The Centre is planning to roll out a crop insurance scheme for small tea growers. Initially, a pilot will be run in three regions in Assam, West Bengal and Tamil Nadu for one crop-cycle spread over two years commencing 2016-17.
The Tea Board would be the nodal agency for the scheme and the cost will be shared between the Centre, the state governments and the growers in the ratio of 75:15:10. However, the growers would have to pick up the state government’s tab in case the government declines to contribute its share.
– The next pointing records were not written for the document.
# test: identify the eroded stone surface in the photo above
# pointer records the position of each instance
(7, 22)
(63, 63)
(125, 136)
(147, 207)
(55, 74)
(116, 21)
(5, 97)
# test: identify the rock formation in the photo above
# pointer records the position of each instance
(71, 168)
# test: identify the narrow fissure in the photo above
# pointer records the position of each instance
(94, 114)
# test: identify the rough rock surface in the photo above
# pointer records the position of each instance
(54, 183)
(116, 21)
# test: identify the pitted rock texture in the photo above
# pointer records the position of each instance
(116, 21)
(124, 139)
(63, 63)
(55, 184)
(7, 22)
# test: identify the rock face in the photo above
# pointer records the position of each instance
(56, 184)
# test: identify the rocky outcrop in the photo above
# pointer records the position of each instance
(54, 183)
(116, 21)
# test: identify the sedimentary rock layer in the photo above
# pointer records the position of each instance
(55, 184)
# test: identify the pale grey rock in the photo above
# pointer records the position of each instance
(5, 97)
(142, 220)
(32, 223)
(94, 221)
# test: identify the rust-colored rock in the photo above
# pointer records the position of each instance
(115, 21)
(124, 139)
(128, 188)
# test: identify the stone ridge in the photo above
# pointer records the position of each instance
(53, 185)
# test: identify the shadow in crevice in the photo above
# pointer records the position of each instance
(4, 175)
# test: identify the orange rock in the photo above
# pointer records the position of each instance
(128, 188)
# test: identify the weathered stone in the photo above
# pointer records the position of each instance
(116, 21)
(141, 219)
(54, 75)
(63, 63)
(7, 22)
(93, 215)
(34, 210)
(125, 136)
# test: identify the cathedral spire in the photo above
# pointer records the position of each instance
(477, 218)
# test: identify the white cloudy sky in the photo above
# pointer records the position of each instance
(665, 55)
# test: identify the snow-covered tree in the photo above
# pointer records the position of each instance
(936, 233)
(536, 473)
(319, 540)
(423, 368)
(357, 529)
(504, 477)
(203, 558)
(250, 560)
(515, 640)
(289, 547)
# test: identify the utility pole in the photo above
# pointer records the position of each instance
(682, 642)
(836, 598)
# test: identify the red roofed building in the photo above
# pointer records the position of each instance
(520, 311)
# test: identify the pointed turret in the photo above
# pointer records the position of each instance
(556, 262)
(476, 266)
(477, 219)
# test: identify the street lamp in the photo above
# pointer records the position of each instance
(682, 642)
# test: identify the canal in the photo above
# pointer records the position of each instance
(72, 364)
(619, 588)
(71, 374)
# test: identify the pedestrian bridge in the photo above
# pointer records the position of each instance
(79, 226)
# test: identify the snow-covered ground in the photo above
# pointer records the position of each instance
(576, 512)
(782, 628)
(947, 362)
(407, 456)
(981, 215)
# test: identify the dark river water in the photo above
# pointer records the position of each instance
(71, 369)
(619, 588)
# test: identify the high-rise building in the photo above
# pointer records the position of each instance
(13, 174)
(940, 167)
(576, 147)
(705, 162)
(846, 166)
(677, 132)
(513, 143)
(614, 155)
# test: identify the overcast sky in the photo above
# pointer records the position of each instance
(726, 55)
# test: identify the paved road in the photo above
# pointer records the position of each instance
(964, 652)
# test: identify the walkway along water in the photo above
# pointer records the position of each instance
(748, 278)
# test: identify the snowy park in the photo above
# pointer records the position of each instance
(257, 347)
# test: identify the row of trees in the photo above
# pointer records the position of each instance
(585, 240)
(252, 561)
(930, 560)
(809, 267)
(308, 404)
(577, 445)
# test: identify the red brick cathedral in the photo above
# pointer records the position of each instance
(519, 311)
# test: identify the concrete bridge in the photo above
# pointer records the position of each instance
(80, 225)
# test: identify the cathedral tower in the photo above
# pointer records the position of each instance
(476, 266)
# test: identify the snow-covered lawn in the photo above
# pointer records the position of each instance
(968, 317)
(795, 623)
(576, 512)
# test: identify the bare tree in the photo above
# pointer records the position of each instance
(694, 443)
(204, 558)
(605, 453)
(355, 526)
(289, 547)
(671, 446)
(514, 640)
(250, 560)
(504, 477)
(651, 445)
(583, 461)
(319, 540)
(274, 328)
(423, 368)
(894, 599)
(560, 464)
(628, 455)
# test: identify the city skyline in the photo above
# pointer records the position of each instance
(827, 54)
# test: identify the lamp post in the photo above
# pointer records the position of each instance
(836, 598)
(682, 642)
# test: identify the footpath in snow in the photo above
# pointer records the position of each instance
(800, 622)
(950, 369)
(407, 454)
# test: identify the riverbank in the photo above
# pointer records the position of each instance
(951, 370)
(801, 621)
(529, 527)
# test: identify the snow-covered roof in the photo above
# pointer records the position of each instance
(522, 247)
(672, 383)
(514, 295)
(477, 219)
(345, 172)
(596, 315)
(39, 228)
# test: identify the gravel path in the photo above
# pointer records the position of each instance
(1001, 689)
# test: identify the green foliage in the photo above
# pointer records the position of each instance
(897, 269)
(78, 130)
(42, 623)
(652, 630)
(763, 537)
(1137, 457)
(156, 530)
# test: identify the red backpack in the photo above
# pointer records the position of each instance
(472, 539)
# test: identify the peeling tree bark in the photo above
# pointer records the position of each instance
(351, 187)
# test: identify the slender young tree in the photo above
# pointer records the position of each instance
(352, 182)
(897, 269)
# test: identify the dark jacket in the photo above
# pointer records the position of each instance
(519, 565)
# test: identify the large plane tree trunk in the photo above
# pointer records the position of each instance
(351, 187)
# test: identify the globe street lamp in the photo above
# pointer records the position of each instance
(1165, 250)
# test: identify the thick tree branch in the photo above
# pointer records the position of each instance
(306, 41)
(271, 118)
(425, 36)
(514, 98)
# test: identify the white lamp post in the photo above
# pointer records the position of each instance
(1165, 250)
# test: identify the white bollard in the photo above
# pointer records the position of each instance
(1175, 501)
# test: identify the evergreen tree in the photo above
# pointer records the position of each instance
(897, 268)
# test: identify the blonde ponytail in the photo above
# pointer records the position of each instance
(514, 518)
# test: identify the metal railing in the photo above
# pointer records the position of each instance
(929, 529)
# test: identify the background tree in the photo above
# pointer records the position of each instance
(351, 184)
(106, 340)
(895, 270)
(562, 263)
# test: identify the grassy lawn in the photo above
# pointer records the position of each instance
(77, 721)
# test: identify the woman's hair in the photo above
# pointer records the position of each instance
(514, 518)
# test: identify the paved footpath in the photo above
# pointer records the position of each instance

The scheme aims to protect growers from anticipated losses in revenue caused by drop in international/domestic prices, yield loss due to adverse weather or pest attacks or any other reason beyond human control. The Tea Board, which has invited bids from insurance companies for the project, said there are 57,355 small growers in the targeted districts. During the pilot period, the scheme would benefit these growers, covering about 44,223.6 hectares of plantation area. Large growers can also join the scheme, but will have to pay the entire premium.
The three regions where the scheme is proposed to be run as a pilot are Golaghat (Assam), Jalpaiguri (West Bengal) and Coonoor (Tamil Nadu) for the crop cycle of March to November for two consecutive years, Tea Board sources said.
The small tea growers, who are now an emerging force in the Indian tea industry (accounting for more than 35 per cent of the production), have suffered crop damage due to hale storms, excess rainfall and pest attacks. “There has been a massive crop loss ranging between 30 and 50 per cent due to these factors,” said Bijoy Kumar Chakravarty, president of the Confederation of Indian Small Tea Growers Association.